Chapter 19 — Key Takeaways
The big idea
Normalization structures tables to eliminate redundancy — the root cause of data anomalies. Each fact should live in exactly one place; then it can't contradict itself. This is theme #1's deepest tool.
The disease and its symptoms
- Redundancy (same fact stored in many places) → three anomalies:
- Update: change one copy, others go stale (two emails for one customer).
- Insertion: can't record a fact without an unrelated one (a product with no order).
- Deletion: deleting a row loses unrelated facts (delete an order, lose product info).
The tool: functional dependencies
A → B = "A determines B" (each A has exactly one B). Slogan: every non-key attribute depends on the key, the whole key, and nothing but the key.
The normal forms
| Form | Removes | Informal rule |
|---|---|---|
| 1NF | lists-in-cells | atomic values, no repeating groups |
| 2NF | partial dependencies | non-key depends on the whole (composite) key |
| 3NF | transitive dependencies | no non-key → non-key |
| BCNF | rare 3NF edge cases | every determinant is a candidate key |
- 3NF is the practical baseline (usually = BCNF). Stopping at 2NF leaves transitive-dependency redundancy.
- Normalizing the flat orders table to 3NF yields (essentially) Mercado's actual schema — the anchor's payoff.
Subtlety: it's a tool, not dogma
- Normalization optimizes write integrity at the cost of read-time joins.
- Normalize to 3NF by default, then denormalize selectively and consciously for measured read performance (Chapter 20).
- Don't over-normalize prematurely (10-way-join schemas before any perf problem).
Current fact vs. historical snapshot
- Copying a current fact (warehouse_region on shipments) = a 3NF bug (it drifts — Case Study 2).
- Recording a point-in-time value deliberately (
order_items.unit_priceat sale) = intentional denormalization (a feature, documented). - Test: "does this need to stay in sync (bug) or capture a moment (feature)?"
You can now…
- ☐ Spot update/insertion/deletion anomalies and trace them to redundancy.
- ☐ Write functional dependencies and use them to drive splits.

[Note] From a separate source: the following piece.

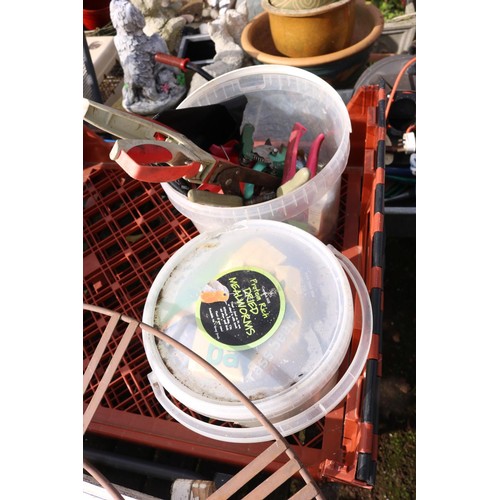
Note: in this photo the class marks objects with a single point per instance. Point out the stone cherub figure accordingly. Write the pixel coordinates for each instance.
(149, 87)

- ☐ Normalize to 1NF/2NF/3NF (and recognize BCNF) step by step.
- ☐ Explain which class of redundancy each normal form removes.

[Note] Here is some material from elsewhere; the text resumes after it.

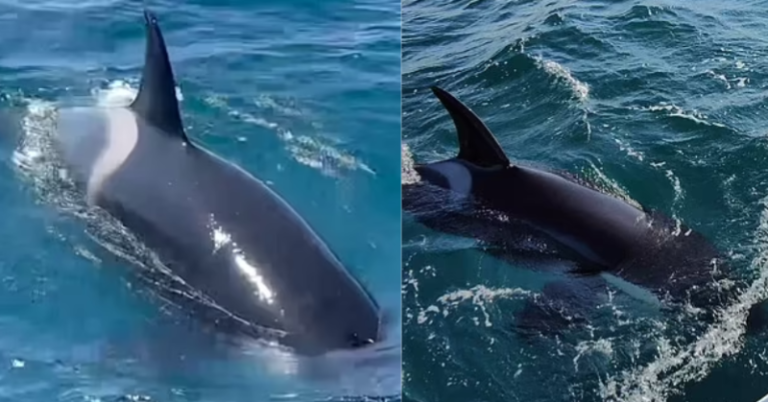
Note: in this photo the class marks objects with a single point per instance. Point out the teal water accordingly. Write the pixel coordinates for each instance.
(303, 94)
(661, 102)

- ☐ Distinguish accidental redundancy (a bug) from deliberate denormalization (a choice).
Looking ahead
Chapter 20 — Denormalization. The other half of the anchor: when and how to deliberately re-introduce redundancy for read performance, the trade-offs you accept, and why "normalize, then selectively denormalize" is the professional default.
One sentence to carry forward: Normalize so every fact lives once — then, and only with a measured reason, denormalize on purpose; redundancy by accident is a bug, redundancy by decision is a tool.